Spam cure: Nail the vendors

The United Nations has decided to take on spam. Leaders from industrialized and evolving countries figured it was time to bring spam on an even political keel with AIDS, hunger and the war on terror. After all, the global economy wants Africa, South America and others to participate in e-commerce, e-learning and e-everything. It's good for everyone.

But what the citizens of these under-technical societies are discovering is, instead of providing a wealth of information and opportunity, security problems, worms, viruses, hijackers and spam beset their online experience.

Ask yourself: If, 15 years ago, you were similarly offered a plethora of opportunity with the emerging Internet, only to be beaten back behind your modem incessantly by hostiles at every turn, what would you do? Most of us Westerners, intent on instant gratification, would have collectively screamed, "Hell, no" and stuck with our faxes and pcAnywhere.

So in comes the U.N. and the International Telecommunication Union, which held the ITU World Summit on the Information Society Thematic Meeting on Countering Spam last month in Geneva. According to William Drake, senior associate at the International Centre for Trade and Sustainable Development in Geneva, the confab was "interesting but inconclusive." How quaint a phrase for a plague that costs the U.S. economy billions of dollars per year in lost productivity, maintenance and vigilance. Yet, at this Countering Spam symposium, the U.S. turned spam into a questionable political debate, stifling international agreement. As a national policy, we are trying to avoid a global cooperative effort to stifle spam by stonewalling efforts to go after U.S.-based spammers. Voilà! The CAN-SPAM act is more than a joke.

Every reasonably sane person I know wants spammers to die. But what is a spammer? My ISP has one definition, yours has another, and we all know spam when we see it. But none of these is a solution, nor is involving the U.N.

So I have come up a solution that might help, because I have absolutely zero faith that an impotent global agglomeration of non-technical professional diplomats will come up with any effective response. Forget the spammers; nail the vendors. The vendors are the ones who hire the spammers to spam us, so let's do it right back to them.

Get the phone numbers of the vendors of Viagra, penis enlargers and other multilevel marketers. Distribute the numbers and have all 10,000 of your close personal friends call the vendors' toll-free numbers every hour for a few days. That will help put these vendors out of business, and it's legal denial of service.

Complain to your state attorney general - over and over again. This is like Arlo Guthrie's song "Alice's Restaurant," in which enough people doing something actually swings the political machine into action.

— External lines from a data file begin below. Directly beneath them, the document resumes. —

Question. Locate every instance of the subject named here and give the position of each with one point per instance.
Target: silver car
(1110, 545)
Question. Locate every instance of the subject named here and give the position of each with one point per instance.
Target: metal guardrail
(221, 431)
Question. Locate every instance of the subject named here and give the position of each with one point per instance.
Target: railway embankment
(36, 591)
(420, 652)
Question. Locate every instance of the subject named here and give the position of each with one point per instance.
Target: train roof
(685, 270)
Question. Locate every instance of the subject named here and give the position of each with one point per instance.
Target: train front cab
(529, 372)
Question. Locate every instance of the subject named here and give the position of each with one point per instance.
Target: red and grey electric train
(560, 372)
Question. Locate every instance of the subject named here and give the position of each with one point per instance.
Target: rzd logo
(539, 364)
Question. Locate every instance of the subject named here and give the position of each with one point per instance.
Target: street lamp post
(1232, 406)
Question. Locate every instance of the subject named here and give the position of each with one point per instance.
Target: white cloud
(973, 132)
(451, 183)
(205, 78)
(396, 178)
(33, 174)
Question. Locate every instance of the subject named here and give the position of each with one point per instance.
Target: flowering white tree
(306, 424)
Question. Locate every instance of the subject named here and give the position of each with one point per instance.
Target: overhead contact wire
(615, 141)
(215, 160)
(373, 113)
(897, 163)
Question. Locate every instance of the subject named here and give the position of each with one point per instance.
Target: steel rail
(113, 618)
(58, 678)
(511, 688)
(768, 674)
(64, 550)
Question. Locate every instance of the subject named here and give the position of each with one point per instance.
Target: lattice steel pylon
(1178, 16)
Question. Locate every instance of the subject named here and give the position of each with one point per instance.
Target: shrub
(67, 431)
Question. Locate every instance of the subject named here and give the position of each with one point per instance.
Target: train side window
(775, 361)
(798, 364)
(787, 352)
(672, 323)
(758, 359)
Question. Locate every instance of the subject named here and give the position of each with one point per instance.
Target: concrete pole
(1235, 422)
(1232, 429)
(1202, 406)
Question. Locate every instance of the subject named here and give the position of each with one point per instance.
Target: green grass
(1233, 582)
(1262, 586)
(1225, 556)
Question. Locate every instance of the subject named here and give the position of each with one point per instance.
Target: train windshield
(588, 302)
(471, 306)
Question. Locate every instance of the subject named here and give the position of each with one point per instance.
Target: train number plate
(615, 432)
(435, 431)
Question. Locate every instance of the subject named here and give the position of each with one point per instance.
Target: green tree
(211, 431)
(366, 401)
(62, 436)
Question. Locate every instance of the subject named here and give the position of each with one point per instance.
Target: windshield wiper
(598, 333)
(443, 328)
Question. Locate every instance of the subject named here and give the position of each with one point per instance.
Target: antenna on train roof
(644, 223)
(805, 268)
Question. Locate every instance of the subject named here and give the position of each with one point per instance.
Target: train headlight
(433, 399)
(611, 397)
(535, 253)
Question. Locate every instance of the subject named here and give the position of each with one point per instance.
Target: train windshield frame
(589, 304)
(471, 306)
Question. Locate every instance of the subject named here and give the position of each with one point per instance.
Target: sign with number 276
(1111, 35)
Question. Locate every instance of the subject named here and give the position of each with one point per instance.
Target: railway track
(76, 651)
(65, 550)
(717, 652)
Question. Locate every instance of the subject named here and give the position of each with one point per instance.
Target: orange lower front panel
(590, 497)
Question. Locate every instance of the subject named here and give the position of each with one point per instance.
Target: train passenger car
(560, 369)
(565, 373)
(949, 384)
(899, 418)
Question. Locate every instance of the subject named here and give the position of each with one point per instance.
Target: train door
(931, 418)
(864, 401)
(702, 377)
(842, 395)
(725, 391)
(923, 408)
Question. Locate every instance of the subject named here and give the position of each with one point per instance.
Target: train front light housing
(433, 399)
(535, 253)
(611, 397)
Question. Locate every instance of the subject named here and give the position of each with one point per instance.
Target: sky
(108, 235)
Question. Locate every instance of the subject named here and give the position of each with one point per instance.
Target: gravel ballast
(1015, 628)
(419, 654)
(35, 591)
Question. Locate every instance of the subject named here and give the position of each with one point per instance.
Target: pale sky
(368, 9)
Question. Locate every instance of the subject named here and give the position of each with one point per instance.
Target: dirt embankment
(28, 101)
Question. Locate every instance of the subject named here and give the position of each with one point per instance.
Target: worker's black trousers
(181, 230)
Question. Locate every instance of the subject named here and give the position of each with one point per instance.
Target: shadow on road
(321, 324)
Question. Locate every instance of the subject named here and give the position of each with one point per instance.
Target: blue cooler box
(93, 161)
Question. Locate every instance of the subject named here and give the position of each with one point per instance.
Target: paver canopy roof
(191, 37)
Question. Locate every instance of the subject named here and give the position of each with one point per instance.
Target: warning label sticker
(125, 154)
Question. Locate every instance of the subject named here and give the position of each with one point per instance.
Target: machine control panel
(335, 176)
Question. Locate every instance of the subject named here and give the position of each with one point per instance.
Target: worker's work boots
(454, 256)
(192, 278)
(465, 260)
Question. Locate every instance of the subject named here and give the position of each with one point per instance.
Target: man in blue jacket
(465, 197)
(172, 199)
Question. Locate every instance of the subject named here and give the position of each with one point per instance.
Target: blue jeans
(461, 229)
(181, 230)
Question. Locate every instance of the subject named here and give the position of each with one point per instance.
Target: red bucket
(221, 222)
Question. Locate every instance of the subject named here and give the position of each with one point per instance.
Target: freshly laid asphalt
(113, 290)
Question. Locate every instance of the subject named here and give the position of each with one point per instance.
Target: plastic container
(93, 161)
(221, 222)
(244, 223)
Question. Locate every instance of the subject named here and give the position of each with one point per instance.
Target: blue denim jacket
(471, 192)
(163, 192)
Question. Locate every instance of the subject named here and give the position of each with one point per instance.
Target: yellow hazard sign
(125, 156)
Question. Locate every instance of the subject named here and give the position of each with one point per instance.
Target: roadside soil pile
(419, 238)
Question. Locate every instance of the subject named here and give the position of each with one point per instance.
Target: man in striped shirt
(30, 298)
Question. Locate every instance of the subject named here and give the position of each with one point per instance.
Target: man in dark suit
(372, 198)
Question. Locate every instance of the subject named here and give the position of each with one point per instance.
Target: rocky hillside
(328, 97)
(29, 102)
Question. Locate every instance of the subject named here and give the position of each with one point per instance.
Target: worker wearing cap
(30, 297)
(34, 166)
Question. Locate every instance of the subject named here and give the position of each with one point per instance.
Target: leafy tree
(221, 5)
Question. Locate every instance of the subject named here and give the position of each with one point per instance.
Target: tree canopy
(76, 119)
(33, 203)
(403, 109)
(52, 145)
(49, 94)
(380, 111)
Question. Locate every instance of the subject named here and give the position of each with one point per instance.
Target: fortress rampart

Lawmakers: Don't ban spam; ban hiring spammers. Go after the people who pay the spammers. We have laws against people hiring others to do their dirty work. Murder for hire is illegal. Cooperating in a criminal enterprise is illegal via the Racketeer Influence and Corrupt Organization Act. This is the same thing.

Unless you have your own, self-created, built-from-scratch mail list, it's a spam generator. Make using purchased databases illegal.

Think "state's rights." Forget the feds. Forget the U.N. Spam is just wrong. Make it illegal in your state to create spam, to hire people to spam or to distribute spam. Then sue.

This last point is not likely to make ISPs my fans. ISPs like to say, "We're only the wire. Don't censor us!" But the technology to eliminate spam was designed nine years ago and made available to the ISPs, and they chose to ignore it. They have become part of the problem.

There are some who say that spam drives the U.S. economy and we need it. But I don't buy that. That's just BS - just another piece of spam. Let me know what you think.